Sweet-taste perception changes as children develop
Compared with adults, children and adolescents are less sensitive to the sweet taste and need 40% more sucrose in a solution for them to detect the taste of sugar, a new study found.
"Both of these dimensions of sweet-taste perception—sensitivity and preference—undergo distinct developmental trajectories from childhood to adulthood," said M. Yanina Pepino, a professor of food science and human nutrition at the University of Illinois, Urbana-Champaign, who co-wrote the study. "However, they did so independently, and we found no association between the two."
The study included 108 children, 172 adolescents and 205 adults, who ranged in age from seven to 67. The National Institutes of Health and the American Diabetes Association supported the research, conducted at the Monell Center in Philadelphia and Washington University in St. Louis.
The researchers gave participants different pairs of sugar-water concentrations to taste and measured both the concentration that participants preferred and the lowest concentration at which they could detect the taste of sugar.

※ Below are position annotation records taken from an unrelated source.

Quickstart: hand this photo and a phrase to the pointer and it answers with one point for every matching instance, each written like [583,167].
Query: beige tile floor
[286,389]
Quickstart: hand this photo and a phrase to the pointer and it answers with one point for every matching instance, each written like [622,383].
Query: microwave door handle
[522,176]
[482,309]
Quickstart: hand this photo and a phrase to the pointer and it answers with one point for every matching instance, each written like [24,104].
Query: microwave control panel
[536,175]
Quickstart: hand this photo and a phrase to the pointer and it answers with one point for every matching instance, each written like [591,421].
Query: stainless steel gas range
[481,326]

"While children's lower sensitivity required higher sucrose concentrations for them to detect the taste, participants' sweet-taste sensitivity did not predict the level of sweetness they preferred," said co-author Julie A. Mennella of the Monell Chemical Senses Center. "To illustrate these age-related differences in taste sensitivity, we estimated the number of 8-ounce glasses of water in which 4 grams of sucrose—the equivalent of one sugar cube—could be dissolved and participants in each age group could start detecting the sweet taste."
For example, children and adolescents' lower sensitivity means they would only be able to detect the taste if the sugar cube were dissolved in five glasses—40 ounces—of water, but adults would be able to detect it in a less concentrated solution of seven glasses—56 ounces—of water.

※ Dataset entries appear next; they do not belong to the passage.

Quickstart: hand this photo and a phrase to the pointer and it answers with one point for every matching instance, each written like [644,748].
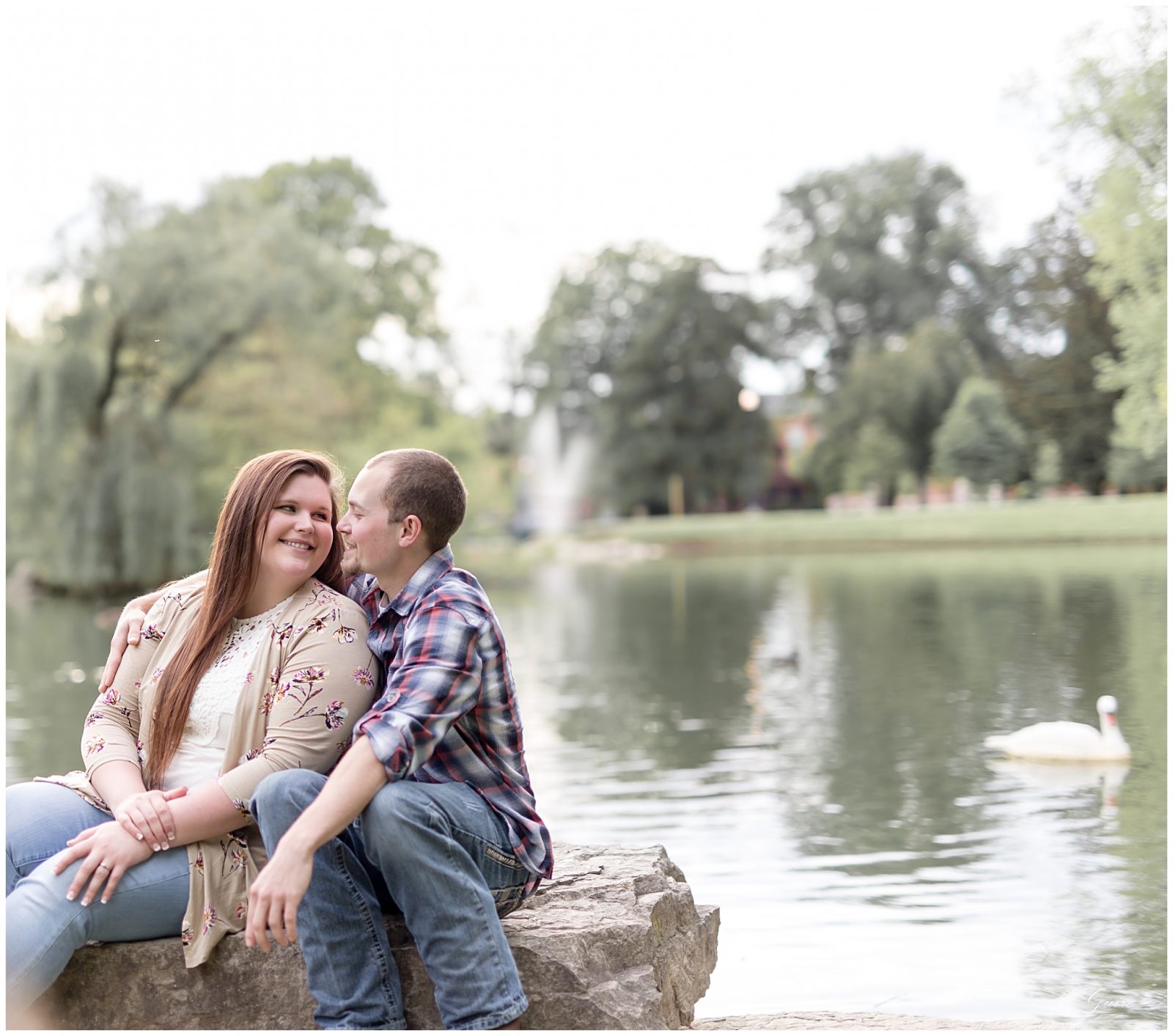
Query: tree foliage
[639,350]
[979,439]
[889,398]
[1056,394]
[1124,106]
[199,337]
[875,250]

Consistent with prior studies, the researchers found that children preferred more intense sweetness than did adults.
Adults favored levels of sweetness similar to a typical cola soft drink, which contains the equivalent of about eight sugar cubes in an 8-ounce glass of water, Mennella said. Children and adolescents preferred a 50% higher sucrose concentration—equivalent to about 12 sugar cubes in 8 ounces of water.
Published in the journal Nutrients, the study built upon and combined data from the researchers' previous research.

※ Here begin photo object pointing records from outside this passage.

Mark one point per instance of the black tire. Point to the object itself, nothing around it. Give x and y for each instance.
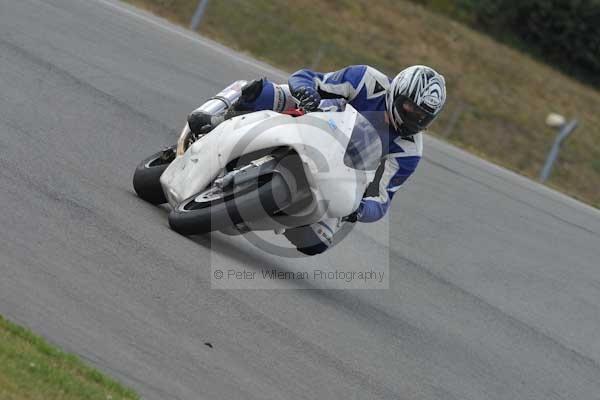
(261, 199)
(146, 179)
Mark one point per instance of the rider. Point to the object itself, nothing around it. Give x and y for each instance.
(400, 109)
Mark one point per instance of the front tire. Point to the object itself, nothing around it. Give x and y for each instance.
(203, 212)
(146, 179)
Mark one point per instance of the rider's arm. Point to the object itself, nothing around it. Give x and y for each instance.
(394, 173)
(345, 83)
(263, 94)
(394, 170)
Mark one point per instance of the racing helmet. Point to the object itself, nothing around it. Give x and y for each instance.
(415, 97)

"Using the same sensory evaluation methods we used here to measure sucrose preferences, we found previously that the binding potential of dopamine receptors in the striatum, a brain area that encodes the value of rewards, decreased with age—and predicted, independently of age, the most preferred sucrose concentration in healthy young adults," Pepino said.
The researchers hypothesized that the changes in sucrose taste sensitivity and preferences that occur during adolescence may result from distinct developmental trajectories with different underlying mechanisms.
"For example, developmental changes in taste sensitivity may be secondary to changes in the anatomy of the mouth and saliva composition, whereas changes in sweet-taste preferences may be the consequences of changes in the activity and morphology of the brain reward system," Pepino said.